Brazilian Adventure (book review)

Book review from The Movie Snob

Brazilian Adventure, by Peter Fleming (Northwestern University Press 1999). First, the backstory. Peter Fleming was a British journalist and the brother of James Bond creator Ian Fleming. In 1927, a British colonel named P.H. Fawcett led an expedition into the Amazon jungle and disappeared. In 1932, somebody mounted an expedition to try to find out what had happened to Colonel Fawcett, and Peter Fleming, a literary editor in his 20s, signed up. This is his account of his own ill-fated expedition, which avoided complete disaster but consisted mostly of one minor fiasco after another. I found his style to be irresistibly amusing.

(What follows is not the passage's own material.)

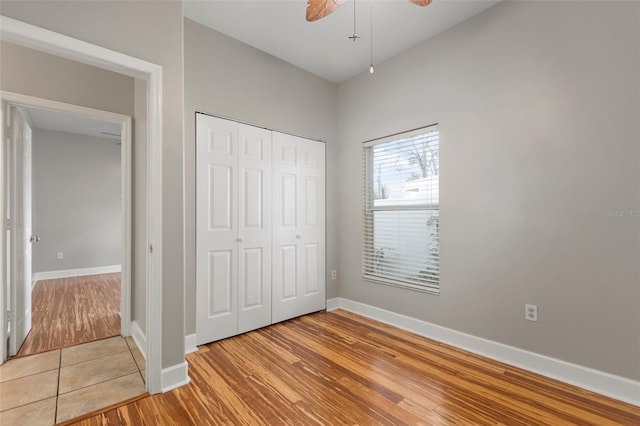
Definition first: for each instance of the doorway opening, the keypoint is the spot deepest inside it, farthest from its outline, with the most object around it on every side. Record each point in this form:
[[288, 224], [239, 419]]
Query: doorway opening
[[67, 47], [73, 199], [74, 212]]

After meeting the expedition’s mysterious leader, Major Pingle, and learning his plan for the journey, he writes, “It almost looked as if we had a chance of something better than an honourable failure.” Writing of a fantastically remote campsite in which he and his two companions could have been attacked by jaguars or hostile natives, he confesses, “We saw nothing more formidable than a toad, detected in the act of climbing into my trouser pocket as I slept. If I knew my job, I should say it was a man-eating toad; but I cannot slander so trustful a creature.” I enjoyed the book quite a bit, not least because I know I am never going to do anything so crazy.